3. This is a "good thing." Digital erasure provided a whole new set of Bond films. Despite its explicit goal to eradicate time, restoration is an undeniably creative activity: an art of subtraction, refined trickery. Take, for example, the technique for replacing a damaged area of one frame with similar elements from the frame before or after it, literally mixing one instant with another. This may betray a film’s claim to photographic "indexicality," but then again, cinema is the art of undermining the integrity of the still image. There is something truly restorative about this art that perpetuates a cinephilia of illusionism—a love for images that play fast and loose with time.

 

Comments

Is history ever clean?

After reading your commentary here and thinking about your idea of restoration as the eradication of time’s passage, I couldn’t help but notice how frequently words like “clean” and “fresh” come up in the interviews. These words seem to cover over a tension in the restoration process between two very different relationships to history (two contradictory practices of historiography): 1) clarifying the original recorded image as means of excavating the indexical: “reinvestigating…going back to the original negs and getting as much as possible…revealing details never seen before”; and 2) eradicating the disruptive, e.g., getting rid of the camera crew in the mirror. Despite the desire for a timeless Bond, every restoration decision draws a line between 1 and 2. And in that distinction, a very historically-specific subjectivity asserts itself.
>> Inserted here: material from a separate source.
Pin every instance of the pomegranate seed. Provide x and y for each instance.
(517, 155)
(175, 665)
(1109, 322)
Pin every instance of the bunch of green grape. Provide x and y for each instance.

Rene Thoreau Bruckner's picture

cleanliness

Yes, the word “clean” does hold a particularly central place in the industry. It does seem suspiciously overused, as you suggest—as if it covers for the archaeological aspect to restoration, the unearthing of new details, which would imply a certain dirtiness, and also admits that restoration is a creative practice, not mere cleanup work. It is like a closeted avant-garde movement, in this sense (especially given its drive to push the cutting edge, technologically). And most certainly a historically=specific one.